It’s been almost a year since Michael Wernick, a member of Carleton’s Board of Governors (BoG), likened myself and seven other students to Nazi paramilitaries for engaging in a peaceful protest. Now, Prime Minister Justin Trudeau has appointed Wernick Clerk of the Privy Council, making him the top bureaucrat in Canada.
I feel the need to reiterate what the Graduate Students’ Association (GSA) has been saying for months—Wernick should resign from the BoG.
In March 2015, we disrupted a BoG meeting—BoG task force report—full of unsubstantiated claims and incorrect information, which concluded that Carleton has no choice but to raise tuition fees.
The final report was drafted not by elected committee members, but by senior university administration—an obvious conflict of interest. Rather than search for meaningful alternatives to the cost of a tuition freeze, the report blamed students for their own financial hardship.
Wernick wrote in a mass email that our protest “has no place in a lawful democratic society—it is the tactics of Brownshirts and Maoists . . . the antithesis of free speech and open debate.”
As an unelected member of the BoG, it’s ironic that Wernick demonstrates such a poor understanding of democracy and free speech.

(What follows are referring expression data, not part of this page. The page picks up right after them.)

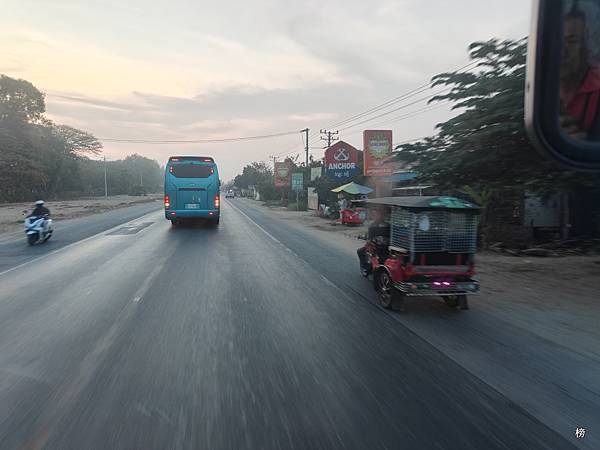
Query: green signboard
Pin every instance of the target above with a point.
(297, 182)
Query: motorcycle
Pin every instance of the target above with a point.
(38, 229)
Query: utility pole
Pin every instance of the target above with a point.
(306, 146)
(329, 136)
(105, 183)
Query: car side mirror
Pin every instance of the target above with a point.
(562, 98)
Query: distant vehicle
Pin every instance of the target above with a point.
(192, 189)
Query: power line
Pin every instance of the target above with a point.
(428, 97)
(404, 96)
(199, 141)
(408, 115)
(329, 136)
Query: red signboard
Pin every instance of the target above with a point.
(377, 147)
(283, 174)
(341, 161)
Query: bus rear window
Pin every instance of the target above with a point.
(191, 170)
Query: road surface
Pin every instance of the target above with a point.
(153, 337)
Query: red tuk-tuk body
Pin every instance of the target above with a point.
(431, 250)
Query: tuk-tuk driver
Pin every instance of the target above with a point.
(378, 234)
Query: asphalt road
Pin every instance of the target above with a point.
(68, 232)
(152, 337)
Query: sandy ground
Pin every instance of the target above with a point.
(554, 297)
(11, 214)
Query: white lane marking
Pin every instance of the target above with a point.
(146, 284)
(325, 279)
(259, 227)
(72, 244)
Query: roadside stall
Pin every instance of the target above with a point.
(350, 214)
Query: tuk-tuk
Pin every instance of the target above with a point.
(430, 250)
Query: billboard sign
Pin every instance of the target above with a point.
(297, 181)
(282, 174)
(378, 153)
(341, 161)
(315, 172)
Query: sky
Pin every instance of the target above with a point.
(191, 69)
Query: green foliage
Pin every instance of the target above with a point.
(485, 144)
(42, 159)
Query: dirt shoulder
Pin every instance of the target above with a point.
(553, 297)
(11, 214)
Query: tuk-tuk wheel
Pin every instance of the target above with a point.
(385, 289)
(451, 300)
(365, 270)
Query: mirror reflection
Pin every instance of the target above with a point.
(580, 70)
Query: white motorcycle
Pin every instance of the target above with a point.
(38, 229)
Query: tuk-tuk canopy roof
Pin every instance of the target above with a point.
(353, 188)
(424, 202)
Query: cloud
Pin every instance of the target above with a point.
(192, 69)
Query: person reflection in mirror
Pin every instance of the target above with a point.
(580, 80)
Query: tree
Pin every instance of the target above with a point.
(486, 143)
(77, 142)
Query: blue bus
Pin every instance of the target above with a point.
(192, 189)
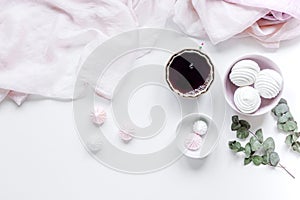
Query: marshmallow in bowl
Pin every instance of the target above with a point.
(268, 83)
(247, 99)
(244, 73)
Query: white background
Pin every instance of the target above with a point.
(41, 156)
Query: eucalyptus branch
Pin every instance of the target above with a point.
(287, 124)
(255, 145)
(279, 164)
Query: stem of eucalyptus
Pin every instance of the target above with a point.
(280, 165)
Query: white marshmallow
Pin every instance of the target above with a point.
(247, 99)
(244, 73)
(268, 83)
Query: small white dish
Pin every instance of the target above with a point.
(210, 139)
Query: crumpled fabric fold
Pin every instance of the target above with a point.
(44, 42)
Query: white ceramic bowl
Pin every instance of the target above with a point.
(266, 104)
(210, 139)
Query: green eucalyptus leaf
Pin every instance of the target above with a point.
(255, 144)
(235, 119)
(235, 126)
(247, 160)
(245, 124)
(235, 146)
(281, 109)
(289, 115)
(266, 159)
(248, 150)
(282, 101)
(274, 159)
(290, 126)
(242, 133)
(296, 146)
(259, 135)
(269, 144)
(283, 119)
(280, 126)
(257, 160)
(295, 136)
(289, 140)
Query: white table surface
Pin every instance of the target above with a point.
(42, 156)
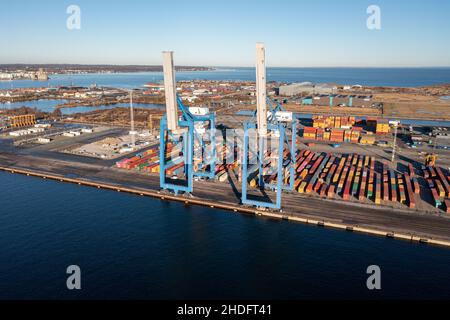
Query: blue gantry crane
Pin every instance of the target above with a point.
(192, 133)
(270, 126)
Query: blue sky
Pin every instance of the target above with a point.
(297, 33)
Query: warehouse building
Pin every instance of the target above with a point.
(305, 88)
(335, 100)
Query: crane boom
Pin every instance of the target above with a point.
(261, 91)
(170, 91)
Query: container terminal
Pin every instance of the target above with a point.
(365, 174)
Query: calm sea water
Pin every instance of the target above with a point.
(407, 77)
(135, 247)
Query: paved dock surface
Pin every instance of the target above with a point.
(353, 215)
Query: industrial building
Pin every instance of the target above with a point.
(296, 89)
(334, 100)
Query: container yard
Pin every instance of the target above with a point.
(346, 129)
(342, 177)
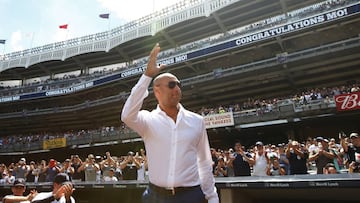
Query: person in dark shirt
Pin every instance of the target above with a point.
(129, 167)
(241, 161)
(353, 151)
(297, 158)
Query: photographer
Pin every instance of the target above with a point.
(90, 167)
(129, 167)
(353, 151)
(297, 158)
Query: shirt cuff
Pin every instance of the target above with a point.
(213, 200)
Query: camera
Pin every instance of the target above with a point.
(342, 135)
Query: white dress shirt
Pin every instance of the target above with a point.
(178, 153)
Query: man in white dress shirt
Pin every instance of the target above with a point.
(178, 152)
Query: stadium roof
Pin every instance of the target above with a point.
(326, 55)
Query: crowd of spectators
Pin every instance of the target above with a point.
(317, 155)
(93, 168)
(68, 80)
(257, 105)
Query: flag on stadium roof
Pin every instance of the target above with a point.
(63, 26)
(104, 15)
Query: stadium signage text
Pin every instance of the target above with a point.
(54, 143)
(219, 120)
(68, 90)
(132, 72)
(7, 99)
(347, 102)
(292, 26)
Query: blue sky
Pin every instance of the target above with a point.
(32, 23)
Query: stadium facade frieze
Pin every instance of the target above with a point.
(214, 49)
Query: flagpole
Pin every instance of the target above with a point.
(4, 52)
(109, 23)
(32, 39)
(67, 32)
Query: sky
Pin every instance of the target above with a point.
(26, 24)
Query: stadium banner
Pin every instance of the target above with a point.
(219, 120)
(348, 102)
(212, 49)
(54, 143)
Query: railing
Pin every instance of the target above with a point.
(104, 41)
(240, 117)
(164, 54)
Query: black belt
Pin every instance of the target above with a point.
(171, 190)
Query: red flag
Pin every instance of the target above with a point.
(63, 26)
(105, 15)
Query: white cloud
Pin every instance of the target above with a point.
(134, 9)
(15, 41)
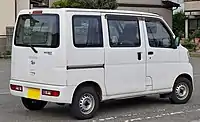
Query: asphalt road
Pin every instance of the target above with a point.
(148, 109)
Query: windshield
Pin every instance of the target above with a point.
(38, 31)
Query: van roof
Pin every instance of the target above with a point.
(95, 10)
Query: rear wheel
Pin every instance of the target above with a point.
(182, 91)
(33, 104)
(85, 103)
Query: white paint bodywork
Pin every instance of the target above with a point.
(123, 75)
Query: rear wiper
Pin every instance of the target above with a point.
(34, 50)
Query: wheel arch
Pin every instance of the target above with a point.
(185, 75)
(93, 84)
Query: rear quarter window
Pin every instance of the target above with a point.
(38, 31)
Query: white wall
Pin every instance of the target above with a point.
(7, 12)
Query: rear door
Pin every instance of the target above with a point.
(124, 55)
(38, 54)
(162, 58)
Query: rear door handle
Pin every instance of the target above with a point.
(150, 53)
(139, 55)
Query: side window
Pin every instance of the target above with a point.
(158, 34)
(87, 31)
(124, 32)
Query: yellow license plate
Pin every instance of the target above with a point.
(33, 93)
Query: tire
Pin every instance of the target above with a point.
(33, 105)
(61, 104)
(182, 91)
(85, 97)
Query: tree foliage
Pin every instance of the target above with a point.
(89, 4)
(179, 23)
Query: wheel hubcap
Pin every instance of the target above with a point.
(87, 103)
(182, 91)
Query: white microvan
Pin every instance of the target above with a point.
(82, 57)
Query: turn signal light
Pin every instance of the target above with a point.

In contrast, Dr. Root Gorelick, an elected faculty representative of the BoG, described us on his blog as “a beautiful example of free speech and peaceful civil disobedience.”
Soon after, Carleton became infamous for demanding all governors of the public university sign a lifetime gag order, which Gorelick has refused. Our student unions, as well as the 38,000 member Canadian Association of University Teachers (CAUT) has backed him up. Even as CAUT threatened to censure our university, Wernick defended the move, telling the Ottawa Sun “personal blogs that attack fellow Governors and university staff and dissent on matters the Board has decided are simply not consistent with the role of a Governor.”
The notion that a board member be barred from publicly dissenting to board rulings is an autocratic policy common to corporations, not public universities.
When students like us protest and the story is reported by people like Gorelick, it hurts the university’s reputation and consequently their ability to attract new students (and their money). Rather than hearing out students’ voices, Wernick, and the BoG by association, is attempting to harm our reputation. If we’re seen as unreasonable and dangerous, then the blame falls on us instead of the university.
That’s why the BoG feels threatened by Gorelick’s blog, and why they haven’t spoken out against Wernick’s ridiculous comments.
I have taken $34,259 in student loans over three years, and this debt will shape the rest of my life. Rather than break the cycle of poverty that many immigrant families such as my own have been thrown into since arriving in Canada, I find myself in the midst of it.
Wernick has also come under scrutiny for his near-decade as Deputy Minister of Indian Affairs (INAC) under the Harper government. At INAC, Wernick supported the Conservatives by cutting funding to First Nations organizations, working against adoption of the UN Declaration on the Rights of Indigenous Peoples, and setting up mechanisms to spy on First Nations and their allies, among other abhorrent measures.
Is Wernick’s vendetta against free speech in the best interest of anyone affected by board decisions? I renew the call for him to resign from his unelected position on the BoG, and I call on the other governors to condemn his comments.